Undocumented immigrants treated with dialysis in the United States are relatively young and healthy, and many have at least one potential living kidney donor. Given the societal cost-savings associated with transplant, we suggest that policy makers should consider extending coverage to pay for living donor transplant for undocumented immigrants with end-stage renal disease.

摘要

背景

在美国大多数州,纳税人要么直接,要么间接地为那些没有支付医疗费用能力的终末期肾病的无证移民支付多年的透析治疗费用。活体供者移植是一种较为廉价的长期替代治疗方法,但目前尚不清楚有多少此类患者有潜在的活体供者。

方法

我们于 2010 年 3 月至 5 月期间对在我们门诊中心接受透析治疗的无证移民患者进行了一项横断面调查。45 名患者完成了这项调查。
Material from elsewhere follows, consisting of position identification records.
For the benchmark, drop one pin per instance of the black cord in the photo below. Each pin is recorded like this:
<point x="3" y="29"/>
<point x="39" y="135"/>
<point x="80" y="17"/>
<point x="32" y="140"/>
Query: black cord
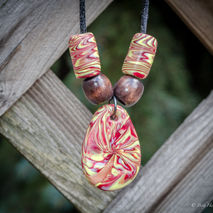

调查重点是潜在活体供者的可用性、这些供者的健康状况感知,以及潜在受者对继续接受透析治疗与接受肾脏移植的看法。我们为参与调查的患者和在同一透析单元接受治疗的 82 名有记录的居民患者收集了人口统计学和健康状况数据。

结果

我们的无证移民患者的平均年龄为 44 岁。无证患者比有记录的居民患者更健康,冠心病发病率较低(7%对 33%;P < 0.005),糖尿病发病率较低(40%对 68%;P < 0.005)。大约一半的无证移民在接受调查时正在工作。在已经停止工作的人中,82%的人表示如果他们接受肾脏移植,他们将寻求工作。60%的人至少有一个潜在的肾脏供者。大多数供者居住在美国或加拿大。

结论

在美国接受透析治疗的无证移民相对年轻且健康,许多人至少有一个潜在的活体供者。鉴于与移植相关的社会效益节约,我们建议政策制定者应考虑扩大覆盖范围,为患有终末期肾病的无证移民支付活体供者移植费用。